LLM重新排名演示(2021 Lyft 10-k)¶
本教程展示了如何进行两阶段检索。使用基于嵌入的检索,设置一个较高的top-k值,以最大化召回率并获得大量候选项。然后,使用基于LLM的检索动态选择实际与查询相关的节点。
In [ ]:
Copied!
%pip install llama-index-llms-openai
%pip install llama-index-llms-openai
In [ ]:
Copied!
import nest_asyncio
nest_asyncio.apply()
import nest_asyncio
nest_asyncio.apply()
In [ ]:
Copied!
import logging
import sys
logging.basicConfig(stream=sys.stdout, level=logging.INFO)
logging.getLogger().addHandler(logging.StreamHandler(stream=sys.stdout))
from llama_index.core import VectorStoreIndex, SimpleDirectoryReader
from llama_index.core.postprocessor import LLMRerank
from llama_index.llms.openai import OpenAI
from IPython.display import Markdown, display
import logging
import sys
logging.basicConfig(stream=sys.stdout, level=logging.INFO)
logging.getLogger().addHandler(logging.StreamHandler(stream=sys.stdout))
from llama_index.core import VectorStoreIndex, SimpleDirectoryReader
from llama_index.core.postprocessor import LLMRerank
from llama_index.llms.openai import OpenAI
from IPython.display import Markdown, display
下载数据¶
In [ ]:
Copied!
!mkdir -p 'data/10k/'
!wget 'https://raw.githubusercontent.com/run-llama/llama_index/main/docs/docs/examples/data/10k/lyft_2021.pdf' -O 'data/10k/lyft_2021.pdf'
!mkdir -p 'data/10k/'
!wget 'https://raw.githubusercontent.com/run-llama/llama_index/main/docs/docs/examples/data/10k/lyft_2021.pdf' -O 'data/10k/lyft_2021.pdf'
加载数据,构建索引¶
In [ ]:
Copied!
from llama_index.core import Settings
# LLM (gpt-3.5-turbo)
Settings.llm = OpenAI(温度=0, 模型="gpt-3.5-turbo")
Settings.chunk_overlap = 0
Settings.chunk_size = 128
from llama_index.core import Settings
# LLM (gpt-3.5-turbo)
Settings.llm = OpenAI(温度=0, 模型="gpt-3.5-turbo")

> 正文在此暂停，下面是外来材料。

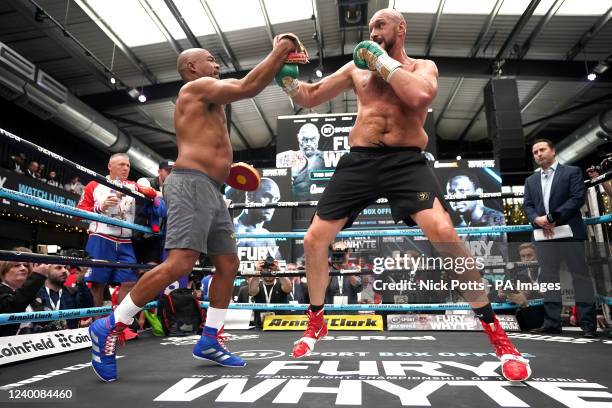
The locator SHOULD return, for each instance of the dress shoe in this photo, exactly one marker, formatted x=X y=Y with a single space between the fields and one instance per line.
x=546 y=330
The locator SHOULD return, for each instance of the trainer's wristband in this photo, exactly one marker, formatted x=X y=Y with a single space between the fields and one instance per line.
x=386 y=66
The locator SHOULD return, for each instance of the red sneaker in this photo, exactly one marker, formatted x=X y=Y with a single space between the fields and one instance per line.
x=317 y=329
x=514 y=366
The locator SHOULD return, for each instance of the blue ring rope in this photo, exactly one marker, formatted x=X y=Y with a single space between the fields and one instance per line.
x=413 y=232
x=13 y=318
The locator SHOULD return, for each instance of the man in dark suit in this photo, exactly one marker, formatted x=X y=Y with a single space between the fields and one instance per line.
x=553 y=197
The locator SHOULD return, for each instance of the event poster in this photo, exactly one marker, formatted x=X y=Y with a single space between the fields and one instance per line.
x=33 y=187
x=274 y=187
x=311 y=147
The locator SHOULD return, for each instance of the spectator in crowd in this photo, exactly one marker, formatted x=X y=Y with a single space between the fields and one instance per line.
x=163 y=171
x=149 y=247
x=74 y=186
x=106 y=241
x=341 y=286
x=52 y=179
x=15 y=163
x=553 y=198
x=268 y=289
x=32 y=170
x=368 y=295
x=55 y=295
x=18 y=290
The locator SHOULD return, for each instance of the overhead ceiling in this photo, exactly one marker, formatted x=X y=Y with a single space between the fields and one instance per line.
x=550 y=51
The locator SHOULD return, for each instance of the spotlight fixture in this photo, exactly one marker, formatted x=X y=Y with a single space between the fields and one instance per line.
x=601 y=67
x=134 y=93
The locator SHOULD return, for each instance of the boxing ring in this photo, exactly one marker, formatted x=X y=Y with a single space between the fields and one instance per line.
x=377 y=367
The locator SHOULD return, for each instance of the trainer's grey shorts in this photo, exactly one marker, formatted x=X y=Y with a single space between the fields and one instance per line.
x=198 y=217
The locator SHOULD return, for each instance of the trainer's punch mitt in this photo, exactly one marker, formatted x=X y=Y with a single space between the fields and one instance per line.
x=300 y=55
x=243 y=177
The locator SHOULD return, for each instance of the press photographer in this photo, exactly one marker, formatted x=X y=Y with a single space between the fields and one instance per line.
x=341 y=289
x=268 y=289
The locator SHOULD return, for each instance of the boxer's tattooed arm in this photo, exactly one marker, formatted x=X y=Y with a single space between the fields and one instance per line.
x=377 y=142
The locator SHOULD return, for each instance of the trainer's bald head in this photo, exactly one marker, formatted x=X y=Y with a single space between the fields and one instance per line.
x=389 y=14
x=188 y=60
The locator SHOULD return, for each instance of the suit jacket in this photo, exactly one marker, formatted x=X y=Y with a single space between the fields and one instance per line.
x=567 y=195
x=333 y=289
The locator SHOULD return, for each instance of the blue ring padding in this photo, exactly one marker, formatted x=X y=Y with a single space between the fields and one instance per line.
x=414 y=232
x=66 y=209
x=12 y=318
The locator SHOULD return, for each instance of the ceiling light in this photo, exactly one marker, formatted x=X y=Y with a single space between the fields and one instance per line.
x=134 y=93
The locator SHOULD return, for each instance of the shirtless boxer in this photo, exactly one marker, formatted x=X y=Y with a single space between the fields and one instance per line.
x=198 y=218
x=386 y=160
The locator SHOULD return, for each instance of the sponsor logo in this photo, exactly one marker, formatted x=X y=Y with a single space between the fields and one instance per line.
x=475 y=164
x=404 y=382
x=274 y=172
x=259 y=354
x=340 y=322
x=423 y=196
x=329 y=130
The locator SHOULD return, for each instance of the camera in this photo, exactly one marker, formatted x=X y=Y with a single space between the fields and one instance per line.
x=605 y=165
x=268 y=264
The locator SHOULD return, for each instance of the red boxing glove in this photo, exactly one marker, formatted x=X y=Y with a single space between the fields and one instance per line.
x=147 y=191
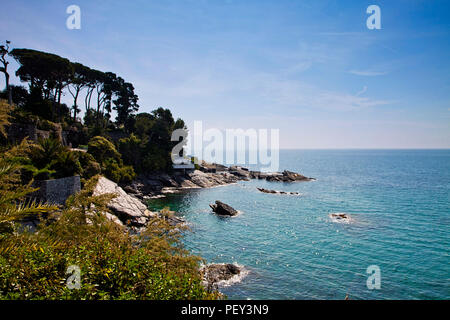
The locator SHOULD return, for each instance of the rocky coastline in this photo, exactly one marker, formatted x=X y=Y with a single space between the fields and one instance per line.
x=157 y=184
x=129 y=210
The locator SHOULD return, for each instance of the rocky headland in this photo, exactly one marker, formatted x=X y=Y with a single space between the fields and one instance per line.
x=209 y=175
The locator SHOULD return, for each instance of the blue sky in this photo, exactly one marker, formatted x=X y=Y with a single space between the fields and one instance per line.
x=309 y=68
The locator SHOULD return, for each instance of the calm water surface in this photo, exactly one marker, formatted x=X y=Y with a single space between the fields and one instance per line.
x=399 y=204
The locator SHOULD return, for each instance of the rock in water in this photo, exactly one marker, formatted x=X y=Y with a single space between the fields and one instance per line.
x=214 y=273
x=340 y=217
x=223 y=209
x=278 y=192
x=288 y=176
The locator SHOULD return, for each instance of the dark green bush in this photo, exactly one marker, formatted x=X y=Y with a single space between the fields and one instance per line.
x=113 y=263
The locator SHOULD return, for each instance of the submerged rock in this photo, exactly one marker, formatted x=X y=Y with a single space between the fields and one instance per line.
x=223 y=209
x=277 y=192
x=287 y=176
x=214 y=273
x=340 y=217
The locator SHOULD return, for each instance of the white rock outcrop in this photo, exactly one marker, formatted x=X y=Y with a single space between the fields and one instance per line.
x=125 y=207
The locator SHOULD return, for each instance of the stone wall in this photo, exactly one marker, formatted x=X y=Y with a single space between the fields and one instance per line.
x=58 y=190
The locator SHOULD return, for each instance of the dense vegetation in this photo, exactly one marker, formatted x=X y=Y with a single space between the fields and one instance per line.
x=135 y=143
x=114 y=264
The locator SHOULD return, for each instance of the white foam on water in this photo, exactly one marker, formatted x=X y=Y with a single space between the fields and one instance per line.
x=340 y=220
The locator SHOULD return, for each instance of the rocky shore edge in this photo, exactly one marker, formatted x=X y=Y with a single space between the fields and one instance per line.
x=129 y=210
x=156 y=185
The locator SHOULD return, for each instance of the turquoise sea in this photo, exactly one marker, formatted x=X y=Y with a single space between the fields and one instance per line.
x=292 y=249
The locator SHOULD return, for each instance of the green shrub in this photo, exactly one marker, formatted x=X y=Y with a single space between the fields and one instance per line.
x=65 y=165
x=113 y=263
x=88 y=164
x=101 y=149
x=118 y=173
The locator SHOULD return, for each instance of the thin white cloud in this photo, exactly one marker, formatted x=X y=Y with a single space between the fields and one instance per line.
x=367 y=73
x=364 y=89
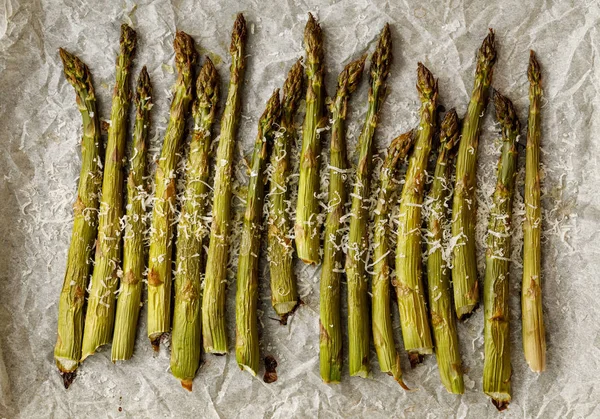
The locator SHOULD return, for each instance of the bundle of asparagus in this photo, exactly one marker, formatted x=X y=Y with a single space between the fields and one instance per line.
x=100 y=314
x=330 y=353
x=284 y=295
x=306 y=227
x=134 y=261
x=358 y=241
x=496 y=368
x=443 y=319
x=67 y=352
x=383 y=337
x=464 y=210
x=161 y=231
x=185 y=338
x=409 y=283
x=213 y=301
x=534 y=334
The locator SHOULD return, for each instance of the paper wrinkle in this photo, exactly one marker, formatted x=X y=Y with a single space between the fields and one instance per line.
x=40 y=161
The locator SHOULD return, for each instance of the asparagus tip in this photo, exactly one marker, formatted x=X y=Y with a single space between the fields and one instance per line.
x=272 y=112
x=68 y=378
x=382 y=57
x=313 y=38
x=128 y=40
x=239 y=34
x=352 y=73
x=143 y=94
x=76 y=72
x=533 y=72
x=185 y=52
x=207 y=84
x=487 y=52
x=505 y=112
x=426 y=83
x=292 y=88
x=449 y=130
x=500 y=405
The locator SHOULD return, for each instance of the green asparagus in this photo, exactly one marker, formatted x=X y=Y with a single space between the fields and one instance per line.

Settings.chunk_overlap = 0
Settings.chunk_size = 128
In [ ]:
Copied!
# 加载文档
documents = SimpleDirectoryReader(
input_files=["./data/10k/lyft_2021.pdf"]
).load_data()
# 加载文档
documents = SimpleDirectoryReader(
input_files=["./data/10k/lyft_2021.pdf"]
).load_data()
In [ ]:
Copied!
index = VectorStoreIndex.from_documents(
documents,
)
index = VectorStoreIndex.from_documents(
documents,
)
INFO:llama_index.token_counter.token_counter:> [build_index_from_nodes] Total LLM token usage: 0 tokens > [build_index_from_nodes] Total LLM token usage: 0 tokens > [build_index_from_nodes] Total LLM token usage: 0 tokens INFO:llama_index.token_counter.token_counter:> [build_index_from_nodes] Total embedding token usage: 226241 tokens > [build_index_from_nodes] Total embedding token usage: 226241 tokens > [build_index_from_nodes] Total embedding token usage: 226241 tokens
检索比较¶
In [ ]:
Copied!
from llama_index.core.retrievers import VectorIndexRetriever
from llama_index.core import QueryBundle
import pandas as pd
from IPython.display import display, HTML
from copy import deepcopy
pd.set_option("display.max_colwidth", -1)
def get_retrieved_nodes(
query_str, vector_top_k=10, reranker_top_n=3, with_reranker=False
):
query_bundle = QueryBundle(query_str)
# 配置检索器
retriever = VectorIndexRetriever(
index=index,
similarity_top_k=vector_top_k,
)
retrieved_nodes = retriever.retrieve(query_bundle)
if with_reranker:
# 配置重新排序器
reranker = LLMRerank(
choice_batch_size=5,
top_n=reranker_top_n,
)
retrieved_nodes = reranker.postprocess_nodes(
retrieved_nodes, query_bundle
)
return retrieved_nodes
def pretty_print(df):
return display(HTML(df.to_html().replace("\\n", "<br>")))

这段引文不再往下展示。